On Wednesday 1 February 2012, Michel Dänzer <mic...@daenzer.net> wrote: > On Mit, 2012-02-01 at 15:01 +0000, Simon Farnsworth wrote: > > + if (sleep_bo) { > > + unsigned reloc_index; > > + /* Create a dummy BO so that fence_finish without a timeout can > > sleep waiting for completion */ > > + *sleep_bo = ctx->ws->buffer_create(ctx->ws, 1, 1, > > + PIPE_BIND_CUSTOM, > > + RADEON_DOMAIN_GTT); > > + /* Add the fence as a dummy relocation. */ > > + reloc_index = ctx->ws->cs_add_reloc(ctx->cs, > > + > > ctx->ws->buffer_get_cs_handle(*sleep_bo), > > + RADEON_USAGE_READWRITE, > > RADEON_DOMAIN_GTT); > > + if (reloc_index >= ctx->creloc) > > + ctx->creloc = reloc_index+1; > > + } > > Is there a point in making sleep_bo optional? > I can't think of a reason to make it optional; I'll remove that in v2. > > > diff --git a/src/gallium/drivers/r600/r600_pipe.c > > b/src/gallium/drivers/r600/r600_pipe.c > > index c38fbc5..71e31b1 100644 > > --- a/src/gallium/drivers/r600/r600_pipe.c > > +++ b/src/gallium/drivers/r600/r600_pipe.c > > @@ -605,6 +605,14 @@ static boolean r600_fence_finish(struct pipe_screen > > *pscreen, > > } > > > > while (rscreen->fences.data[rfence->index] == 0) { > > + /* Special-case infinite timeout */ > > + if (timeout == PIPE_TIMEOUT_INFINITE && > > + rfence->sleep_bo) { > > + rscreen->ws->buffer_wait(rfence->sleep_bo, > > RADEON_USAGE_READWRITE); > > + pb_reference(&rfence->sleep_bo, NULL); > > + continue; > > + } > > I think rfence->sleep_bo should only be unreferenced in > r600_fence_reference() when the fence is recycled, otherwise it'll be > leaked if r600_fence_finish() is never called for some reason. > I'll fix this in v2.
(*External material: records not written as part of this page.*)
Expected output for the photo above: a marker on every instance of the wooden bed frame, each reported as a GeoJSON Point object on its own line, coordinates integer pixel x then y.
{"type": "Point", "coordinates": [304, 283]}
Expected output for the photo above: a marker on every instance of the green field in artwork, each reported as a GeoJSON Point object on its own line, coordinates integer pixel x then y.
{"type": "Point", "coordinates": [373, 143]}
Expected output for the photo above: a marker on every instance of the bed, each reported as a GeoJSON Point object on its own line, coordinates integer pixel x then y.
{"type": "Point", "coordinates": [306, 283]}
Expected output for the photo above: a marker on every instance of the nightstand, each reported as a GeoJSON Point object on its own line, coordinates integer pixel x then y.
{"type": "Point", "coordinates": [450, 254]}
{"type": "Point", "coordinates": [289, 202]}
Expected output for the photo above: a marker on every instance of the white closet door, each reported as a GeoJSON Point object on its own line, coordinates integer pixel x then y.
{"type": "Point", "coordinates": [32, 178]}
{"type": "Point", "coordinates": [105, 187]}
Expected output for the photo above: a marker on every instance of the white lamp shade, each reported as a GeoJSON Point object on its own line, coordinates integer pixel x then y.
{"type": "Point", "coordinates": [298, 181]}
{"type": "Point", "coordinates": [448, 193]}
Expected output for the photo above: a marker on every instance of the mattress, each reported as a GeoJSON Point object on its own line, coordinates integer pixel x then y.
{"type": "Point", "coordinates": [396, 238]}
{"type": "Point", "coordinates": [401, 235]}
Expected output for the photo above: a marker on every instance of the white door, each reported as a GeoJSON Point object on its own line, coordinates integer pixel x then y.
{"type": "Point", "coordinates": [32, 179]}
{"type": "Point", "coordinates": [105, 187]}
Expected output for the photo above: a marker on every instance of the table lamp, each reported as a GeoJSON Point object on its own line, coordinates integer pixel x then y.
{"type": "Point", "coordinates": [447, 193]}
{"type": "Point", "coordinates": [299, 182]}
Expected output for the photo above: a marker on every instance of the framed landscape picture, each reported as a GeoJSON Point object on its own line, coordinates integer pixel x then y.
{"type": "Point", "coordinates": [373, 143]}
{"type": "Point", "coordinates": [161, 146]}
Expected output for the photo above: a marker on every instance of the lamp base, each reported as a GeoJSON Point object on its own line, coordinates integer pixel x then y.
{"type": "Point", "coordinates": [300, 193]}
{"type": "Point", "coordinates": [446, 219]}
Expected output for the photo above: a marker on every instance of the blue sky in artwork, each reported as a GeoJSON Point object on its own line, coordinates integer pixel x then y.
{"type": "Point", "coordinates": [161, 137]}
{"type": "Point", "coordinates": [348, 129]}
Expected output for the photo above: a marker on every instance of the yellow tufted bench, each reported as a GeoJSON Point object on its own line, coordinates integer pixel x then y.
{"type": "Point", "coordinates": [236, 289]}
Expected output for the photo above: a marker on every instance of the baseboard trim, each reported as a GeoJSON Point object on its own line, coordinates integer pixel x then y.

> If r600_fence_finish() only ever called os_time_sleep(), never > sched_yield() (like r300_fence_finish()), would that avoid your problem > even with a finite timeout? > I experimented with that - depending on the specific workload, I need the timeout to vary, otherwise I can see the impact of the loop in terms of bad latency behaviour (resulting in occasional dropped frames). For the workloads I tried, I needed the sleep to vary between 1 usec (for low-complexity workloads) and 100 usec (for high complexity workloads). Recompiling Mesa for each workload is obviously not an option. I did try an adaptive spin - essentially removing the "if (spins++ % 256) continue", and adding: if (spins < 40) os_sleep_time(1); else if (spins < 100) os_sleep_time(10); else os_sleep_time(100); But I felt this was ugly, when the core problem is that I want to sleep until completion, the hardware has support for sleeping until completion, and the only reason I can't is deficiencies in the driver stack. Fundamentally, I suspect that the reason I'm seeing pain from this and other people aren't is that I'm comparing an AMD E-350 to an Intel Atom D510, and I've tuned my software stack on the D510 to within an inch of its life. My expectation is that the better GPU in the E-350 will make my 2D graphics-intensive workload (OpenGL compositing of 2D movies) perform about as well as it did on the D510 - sleep-based waiting for fence completion gets in the way, as the D510 has slightly more CPU power than the E-350, and I'm not (yet) fully exploiting the E-350's GPU. -- Simon Farnsworth Software Engineer ONELAN Limited http://www.onelan.com/
signature.asc
Description: This is a digitally signed message part.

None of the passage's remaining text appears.